Den Krieg hindurch versteckt er sich in Deutschland und wird irgendwann mit einem obskuren Auftrag nach Norwegen geschickt, das Kriegsende erlebt er in München: "Ich habe für mich eine Serie von zerstörten Häusern in München gemacht, recht erschütternd. [...] In den Gedärmen der Häuser sieht man viel von Picasso oder Chirico plötzlich realisiert." Doch finden diese ästhetisierten Aufnahmen wenig Interesse.

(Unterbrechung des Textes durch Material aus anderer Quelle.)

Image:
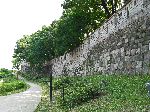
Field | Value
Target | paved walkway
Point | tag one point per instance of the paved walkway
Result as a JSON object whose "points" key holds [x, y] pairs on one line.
{"points": [[22, 102]]}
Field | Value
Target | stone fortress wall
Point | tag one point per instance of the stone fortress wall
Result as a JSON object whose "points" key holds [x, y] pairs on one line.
{"points": [[120, 45]]}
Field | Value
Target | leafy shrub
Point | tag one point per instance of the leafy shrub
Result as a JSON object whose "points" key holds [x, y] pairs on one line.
{"points": [[12, 86], [5, 73], [78, 90]]}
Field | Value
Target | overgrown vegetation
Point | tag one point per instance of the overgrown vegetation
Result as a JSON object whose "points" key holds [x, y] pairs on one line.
{"points": [[101, 93], [9, 83], [79, 19]]}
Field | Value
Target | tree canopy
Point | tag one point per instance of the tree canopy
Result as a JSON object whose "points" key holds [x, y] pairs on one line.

List bleibt zwar in München, fotografiert aber vor allem im Auftrag von Museen deren Sammlungen und etabliert sich erst langsam wieder als Redakteur bei Heute, einer von den Besatzern herausgegebenen Zeitung, und wird immerhin assoziiertes Mitglied von Magnum.

Die Ausstellung "Herbert List. Das magische Auge" im Bucerius Forum in Hamburg, seiner Geburtsstadt, ist nach langer Zeit die erste Möglichkeit, diesen Fotografen wieder zu entdecken, dessen Werk im Jahr 1976, ein Jahr nach seinem Tod, eine erste Retrospektive in der Münchner Neuen Sammlung erfahren hatte. Jetzt endlich ist das ganze Œuvre wieder zu sehen - in einem Kontext, der nicht nur den Surrealismus auch an seinen Peripherien hochschätzt, sondern auch eine Motivik, die zwischen Neuer Sachlichkeit, schwuler Fotografie und einem kargen, sehr aufrichtigen Dokumentarismus angesiedelt ist.